Beyond that, there are many features that need to be put in place by the platforms to ensure that the Arabic chatbots deliver a good experience for end users. For example, the user interfaces need to accommodate Arabic. This can be as simple as making sure that the alignment on the chat is correct and that buttons are shown in the right order.
Working with multiple languages on different platforms can be difficult. Some platforms require bots with different languages to be built as separate bots which are obviously highly inefficient.
A good platform will be truly multi-lingual and will therefore allow multiple translations of all content within the user interface of the platform.
In addition, language needs to be tracked as a variable of the conversation so that the AI can detect the language accurately and conversational designers can design logic around the language.
Aside from language specific functionality, to create a great chatbot the general functionality of the chatbot platform needs to be excellent.
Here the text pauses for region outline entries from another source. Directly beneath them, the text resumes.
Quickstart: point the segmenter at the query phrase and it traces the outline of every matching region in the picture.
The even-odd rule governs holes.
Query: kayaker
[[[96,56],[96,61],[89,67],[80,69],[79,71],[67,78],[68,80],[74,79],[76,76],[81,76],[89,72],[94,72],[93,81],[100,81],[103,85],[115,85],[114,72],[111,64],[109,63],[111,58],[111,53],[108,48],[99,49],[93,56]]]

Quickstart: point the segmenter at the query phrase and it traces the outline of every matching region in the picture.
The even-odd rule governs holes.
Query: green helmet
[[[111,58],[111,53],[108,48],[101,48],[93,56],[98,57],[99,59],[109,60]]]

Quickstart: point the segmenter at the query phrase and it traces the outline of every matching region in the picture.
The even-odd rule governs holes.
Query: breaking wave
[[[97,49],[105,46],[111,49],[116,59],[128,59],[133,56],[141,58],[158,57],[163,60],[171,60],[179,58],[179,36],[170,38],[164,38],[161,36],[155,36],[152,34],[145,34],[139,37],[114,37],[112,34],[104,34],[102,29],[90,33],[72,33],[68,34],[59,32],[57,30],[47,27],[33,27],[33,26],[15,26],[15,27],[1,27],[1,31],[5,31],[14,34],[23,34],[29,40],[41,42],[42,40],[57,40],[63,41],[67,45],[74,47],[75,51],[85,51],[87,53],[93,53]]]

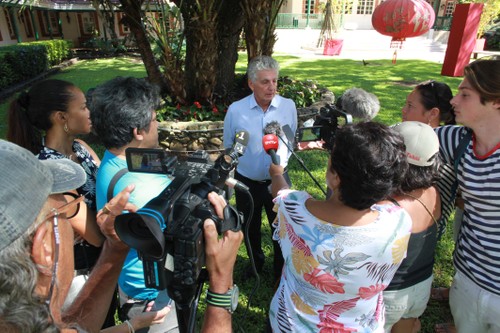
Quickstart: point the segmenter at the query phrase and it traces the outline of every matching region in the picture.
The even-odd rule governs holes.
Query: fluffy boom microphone
[[[278,150],[278,137],[274,134],[266,134],[262,138],[262,146],[266,153],[271,155],[271,161],[275,165],[279,165],[279,156],[276,155],[276,151]]]
[[[362,120],[372,120],[380,110],[377,96],[361,88],[346,90],[335,105],[342,111],[349,113],[353,118]]]

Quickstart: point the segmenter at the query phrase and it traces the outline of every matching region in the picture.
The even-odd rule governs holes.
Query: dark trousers
[[[290,184],[290,179],[288,177],[288,173],[284,174],[285,179],[288,184]],[[262,251],[262,208],[266,210],[267,220],[269,221],[269,225],[271,226],[271,232],[274,233],[274,229],[272,223],[276,218],[276,213],[273,212],[273,197],[270,193],[269,186],[271,185],[271,181],[255,181],[249,179],[245,176],[242,176],[238,171],[235,172],[234,178],[243,182],[246,186],[248,186],[250,190],[250,195],[253,199],[254,209],[252,211],[252,219],[248,221],[248,217],[250,215],[250,202],[248,200],[248,196],[245,193],[240,191],[235,191],[236,195],[236,208],[243,213],[245,218],[245,223],[250,223],[248,226],[248,238],[250,247],[252,250],[253,259],[255,262],[255,267],[257,268],[257,272],[262,271],[262,267],[264,266],[265,256]],[[243,231],[247,230],[247,226],[243,226]],[[272,234],[271,234],[272,235]],[[281,270],[283,269],[284,259],[283,254],[281,253],[281,248],[277,241],[273,241],[273,249],[274,249],[274,258],[273,258],[273,269],[274,269],[274,277],[275,279],[279,279],[281,277]],[[248,253],[248,248],[247,248]],[[248,253],[250,257],[250,253]]]

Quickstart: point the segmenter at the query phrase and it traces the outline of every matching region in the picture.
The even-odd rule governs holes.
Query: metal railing
[[[321,29],[323,14],[293,14],[279,13],[276,17],[276,28],[278,29]]]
There are two categories of functionality that are important.
Ultimately the quality of the chatbot experience created for the end user is directly related to the power of the tool used to create it, from the language understanding to the graphical UIs.
It is also often the case, especially in the Arab world, that companies require an on-prem Arabic chatbot. This is obviously a consideration when selecting a platform. An Arabic chatbot on-prem needs to be built with an on-prem Arabic chatbot platform that not only offers an on-prem UI but also houses the full NLU engine and trained language model on-prem.
Even with a good platform, there are still challenges in creating a great chatbot in Arabic. There are a limited number of Arabic speakers in the AI world and therefore it can be challenging to get the right resources to work on the project. While it is not necessary to find resources to write the underlying NLU algorithms as these are provided out of the box, there can be a challenge in finding competent designers that can speak all the languages or dialects supported by the chatbot. It is therefore important that the chatbot platform allows the content and translations to be easily updated and maintained by non-technicals as it is likely that the designer does not speak all the supported languages.
Obviously the fact that high quality Arabic chatbots are now coming online means that adoption of this technology will increase. This increasing adoption will solve the problems of resource constraints and allow potential buyers of the technology to get a clear idea of what the best practice is.
The breakthroughs in NLP technology apply not only to chatbots but also to other AI applications. We are now seeing multi-faceted systems that use Arabic AI in different ways from sentiment analysis in news stories to summarizing or generating text that previously could only be done by humans. Often a chatbot is used as the user interface to not only different AI technologies but to help end users use screens of other systems, such as websites or web apps.
Of course, even though there has been a significant leap in the power of Arabic NLU, the NLU could always be better. Research continues to make the NLU engines even better and no doubt new breakthroughs will come. Until NLU reaches human levels, there will always be work to do.
The next step for all NLU engines regardless of language is to do a better job at multi-turn dialogs. This means allowing a human to have a multi-step conversation with the bot in a narrow topic domain as opposed to just issuing one off commands or questions. And the related next step for the chatbot platforms is making it easy to create multi-turn dialogs.
Multi-turn dialog is particularly important for voice interfaces such as Alexa.
While we have been discussing breakthroughs in machine learning driven tokenization and the implication for Arabic NLP, a related topic is Arabic speech to text transcription. Speech to text transcription for Arabic still lags behind other languages but we are hopeful that the progress in NLP described here will help reduce the gap in the near future.